(CN) - American scientists infected hundreds of Guatemalans with syphilis in a series of nonconsensual medical tests sanctioned by the U.S. government, a class action filed Monday claims in Washington, D.C. Some experiments focused on orphaned children.
The government began conducting these experiments in Guatemala beginning in 1946 despite growing contempt over similar practices uncovered in Nazi concentration camps and on American soil, according to the federal complaint.
During the 40 years that the Venereal Disease Research Laboratory within the U.S. Public Health Service (PHS) conducted limited experiments on black men already infected with syphilis in Tuskegee, Ala., it also secretly infected other human subjects. The PHS set its sights on Guatemala after unsuccessfully trying to infect prisoners at a Terre Haute, Ind., federal penitentiary with gonorrhea, according to the complaint.

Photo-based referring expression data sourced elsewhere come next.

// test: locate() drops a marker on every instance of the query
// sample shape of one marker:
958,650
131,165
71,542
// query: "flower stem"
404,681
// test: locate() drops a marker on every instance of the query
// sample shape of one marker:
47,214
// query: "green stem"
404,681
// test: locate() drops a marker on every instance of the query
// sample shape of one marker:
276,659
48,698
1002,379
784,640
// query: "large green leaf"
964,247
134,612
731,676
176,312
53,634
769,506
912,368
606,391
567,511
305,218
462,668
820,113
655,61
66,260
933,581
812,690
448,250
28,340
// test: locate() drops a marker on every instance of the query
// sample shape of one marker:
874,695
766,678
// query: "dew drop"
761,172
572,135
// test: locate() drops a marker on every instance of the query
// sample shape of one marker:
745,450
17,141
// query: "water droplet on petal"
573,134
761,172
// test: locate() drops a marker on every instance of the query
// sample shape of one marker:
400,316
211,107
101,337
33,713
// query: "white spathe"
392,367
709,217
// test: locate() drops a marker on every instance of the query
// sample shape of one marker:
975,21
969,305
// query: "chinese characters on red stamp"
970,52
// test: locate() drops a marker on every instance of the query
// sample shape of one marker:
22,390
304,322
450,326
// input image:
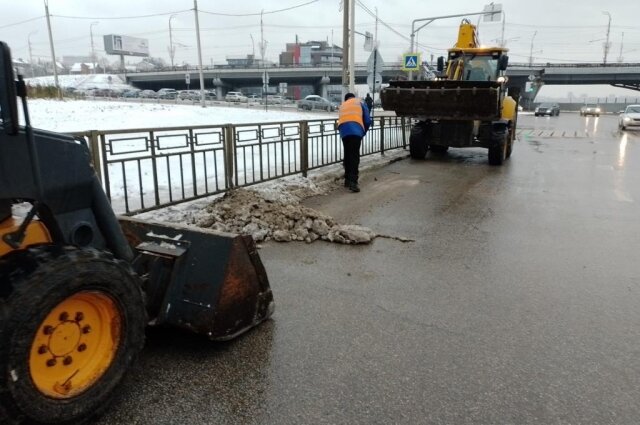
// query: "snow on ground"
82,82
82,115
274,210
268,211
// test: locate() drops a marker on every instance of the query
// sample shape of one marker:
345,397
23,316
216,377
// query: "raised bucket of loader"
444,99
207,282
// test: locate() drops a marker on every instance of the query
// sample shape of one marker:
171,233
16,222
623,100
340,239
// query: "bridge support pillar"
219,85
324,83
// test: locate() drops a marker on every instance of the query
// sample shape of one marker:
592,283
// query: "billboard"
125,45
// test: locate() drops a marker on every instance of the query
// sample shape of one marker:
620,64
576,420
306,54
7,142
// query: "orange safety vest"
351,111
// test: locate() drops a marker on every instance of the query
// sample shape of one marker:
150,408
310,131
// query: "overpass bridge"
624,75
318,80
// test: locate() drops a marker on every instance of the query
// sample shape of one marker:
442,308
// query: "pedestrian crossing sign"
410,61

"The medical team and U.S. entities took advantage of the fact that ethical limitations in the United States were enforced, while in Guatemala, they were not," according to the complaint. "But, as the parties involved fully recognized, these ethical limitations were not unique to the United States, nor did they apply only on U.S. soil; the ethical limitations were part of international law and, as such, transcend any particular country and apply to humans everywhere. Nuremberg made abundantly clear that all humans have the right to be free from nonconsensual medical experimentation. The medical team and U.S. entities involved unquestionably violated that right by going to a country where they were less likely to be caught or punished for engaging in unethical practices. Trying to escape the law by violating it in a country known for weak enforcement is reprehensible."
Project leaders selected Guatemala because they carried "racialized assumptions about syphilis ... presuming that the disease was more frequent in those of Latin descent than in others," according to the complaint.

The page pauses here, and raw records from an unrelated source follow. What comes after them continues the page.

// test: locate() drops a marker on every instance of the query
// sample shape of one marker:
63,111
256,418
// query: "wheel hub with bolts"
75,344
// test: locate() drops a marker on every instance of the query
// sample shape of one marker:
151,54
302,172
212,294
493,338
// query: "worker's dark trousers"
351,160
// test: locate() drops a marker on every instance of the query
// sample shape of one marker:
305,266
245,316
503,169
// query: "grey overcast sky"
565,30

"From their offices in the United States, PHS and other U.S. entities decided to seek a location where they would be able to carry out more invasive methods of inoculation without ethical scrutiny," the complaint states. "This decision to move to Guatemala was part of a deliberate plan to continue the Tuskegee testing offshore, where it would not be subject to the same level of oversight as in the United States."
Manuel Gudiel Garcia and six other named plaintiffs filed the suit on behalf of thousands of Guatemalans affected by the experimentation. "The plaintiffs believe that there are thousands of potential class members; the nonconsensual human medical experimentation involved at least 700 test subjects and thousands of others were impacted as a result of defendants' nonconsensual human medical experimentation," according to the complaint.
The class claims that PHS performed the experimentation in Guatemala to study the effects of penicillin treatments and the most effective way to infect a person with the disease, "an experiment that would not have been permitted in the United States."
Though penicillin was being widely used in the post-World War II era to cure syphilis, doctors hoped to discover something akin to a morning-after cream that could be applied directly after possible exposure.
The class claims that, between 1946 and 1948, Assistant Surgeon General Dr. John Charles Cutler led the Guatemala project in concert with Guatemalan officials and PHS-trained doctors. It remains uncertain whether the project actually ended in 1948 as officially reported, according to the complaint.